I found Lelyveld’s neutrality on every issue tolerable and at times even comforting, except when he talks of Gandhiji’s experiments (on a mattress) with his seventeen year old grandniece Manu. Not only does it appear (to me) that Gandhiji groomed Manu through correspondence to join him, it also appears that Gandhiji knew full well that the outside world would look at his experiments with askance, though he did talk about them freely. Why else would he send a telegram to Manu’s father, his nephew, on the lines of “If you and Manu sincerely anxious for her to be with me at your risk, you can bring her,” even though it was his idea in the first place? I found it inexcusable for Lelyveld to not to be outraged. I was. Instead, Lelyveld merely comments that “the telegram to her father was oddly worded” Lelyveld goes on to say that “Gandhi made it sound as if he were giving in to the wishes of father and daughter. In fact, he’d planted the idea himself and cultivated it in an epistolary campaign spanning months.” Is Lelyveld flat monotone a form of sarcasm? Lelyveld has titled his work 'Great Soul'. Is that meant to be tongue-in-cheek? I don’t know.

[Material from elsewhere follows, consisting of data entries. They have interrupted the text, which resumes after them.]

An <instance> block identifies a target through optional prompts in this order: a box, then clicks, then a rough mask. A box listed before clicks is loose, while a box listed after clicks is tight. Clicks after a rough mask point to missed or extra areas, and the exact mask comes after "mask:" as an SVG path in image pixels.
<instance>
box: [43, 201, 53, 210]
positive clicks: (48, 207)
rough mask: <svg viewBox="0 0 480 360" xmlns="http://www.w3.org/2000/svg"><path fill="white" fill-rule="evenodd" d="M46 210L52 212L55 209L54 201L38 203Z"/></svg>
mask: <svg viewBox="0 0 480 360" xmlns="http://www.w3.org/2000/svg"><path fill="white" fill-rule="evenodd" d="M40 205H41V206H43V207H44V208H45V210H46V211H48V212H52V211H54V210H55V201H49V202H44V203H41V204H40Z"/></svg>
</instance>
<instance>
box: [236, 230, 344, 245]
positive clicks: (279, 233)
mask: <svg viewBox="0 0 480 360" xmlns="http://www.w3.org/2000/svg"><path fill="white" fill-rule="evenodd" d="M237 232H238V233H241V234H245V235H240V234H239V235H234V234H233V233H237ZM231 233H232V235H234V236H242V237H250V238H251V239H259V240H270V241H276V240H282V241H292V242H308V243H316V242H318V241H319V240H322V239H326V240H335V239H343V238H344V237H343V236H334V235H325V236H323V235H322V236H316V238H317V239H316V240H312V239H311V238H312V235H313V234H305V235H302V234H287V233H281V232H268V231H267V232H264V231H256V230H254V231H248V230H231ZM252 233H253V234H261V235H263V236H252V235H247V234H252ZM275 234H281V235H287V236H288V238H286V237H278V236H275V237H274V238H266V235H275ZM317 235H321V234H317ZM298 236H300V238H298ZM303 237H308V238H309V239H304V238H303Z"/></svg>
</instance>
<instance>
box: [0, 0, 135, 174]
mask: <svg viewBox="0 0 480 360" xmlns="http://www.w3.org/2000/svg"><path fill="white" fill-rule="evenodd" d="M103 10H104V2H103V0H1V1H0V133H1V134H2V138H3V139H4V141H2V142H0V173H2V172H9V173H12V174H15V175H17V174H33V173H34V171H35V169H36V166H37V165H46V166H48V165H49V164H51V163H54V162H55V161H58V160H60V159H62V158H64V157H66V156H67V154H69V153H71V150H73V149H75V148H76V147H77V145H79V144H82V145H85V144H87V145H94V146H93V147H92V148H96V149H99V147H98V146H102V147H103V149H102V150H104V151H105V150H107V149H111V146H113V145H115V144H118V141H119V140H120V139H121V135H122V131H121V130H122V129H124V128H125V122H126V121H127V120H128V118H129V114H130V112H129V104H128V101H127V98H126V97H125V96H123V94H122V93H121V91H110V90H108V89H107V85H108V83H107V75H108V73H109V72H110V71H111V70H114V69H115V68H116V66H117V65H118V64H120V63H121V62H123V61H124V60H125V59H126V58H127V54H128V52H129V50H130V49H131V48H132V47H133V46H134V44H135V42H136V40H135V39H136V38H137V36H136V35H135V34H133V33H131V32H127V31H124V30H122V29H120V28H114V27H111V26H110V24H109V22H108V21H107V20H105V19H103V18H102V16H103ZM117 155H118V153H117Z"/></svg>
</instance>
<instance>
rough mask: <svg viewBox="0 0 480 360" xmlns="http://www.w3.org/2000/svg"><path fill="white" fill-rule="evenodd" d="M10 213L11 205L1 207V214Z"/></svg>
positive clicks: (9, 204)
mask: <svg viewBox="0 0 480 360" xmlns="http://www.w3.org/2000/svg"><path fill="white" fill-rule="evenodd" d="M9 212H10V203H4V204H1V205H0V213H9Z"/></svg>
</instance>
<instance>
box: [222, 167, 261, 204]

Have Gandhiji’s teachings on ahimsa and non-violence made a difference to the contemporary world? Lelyveld does not offer a conclusive answer though he plants evidence on both sides of the argument. Lelyveld tells us of a visit (during the apartheid era, 18 years after Gandhiji’s death) to the remains of the Phoenix Settlement in South Africa where a trustee of the settlement told him that “Passive resistance doesn’t have a chance against this government. It’s too brutal and persevering.” Lelyveld also tells us about a memorial ceremony held in the year 2009 in Dacca, Bangladesh, where Hindus and Muslims took part and Christian, Muslim and Hindu songs were sung.
On the whole this is a very good book for anyone curious to know more about Gandhiji, but at the end, the reader ends up with more questions than at the beginning.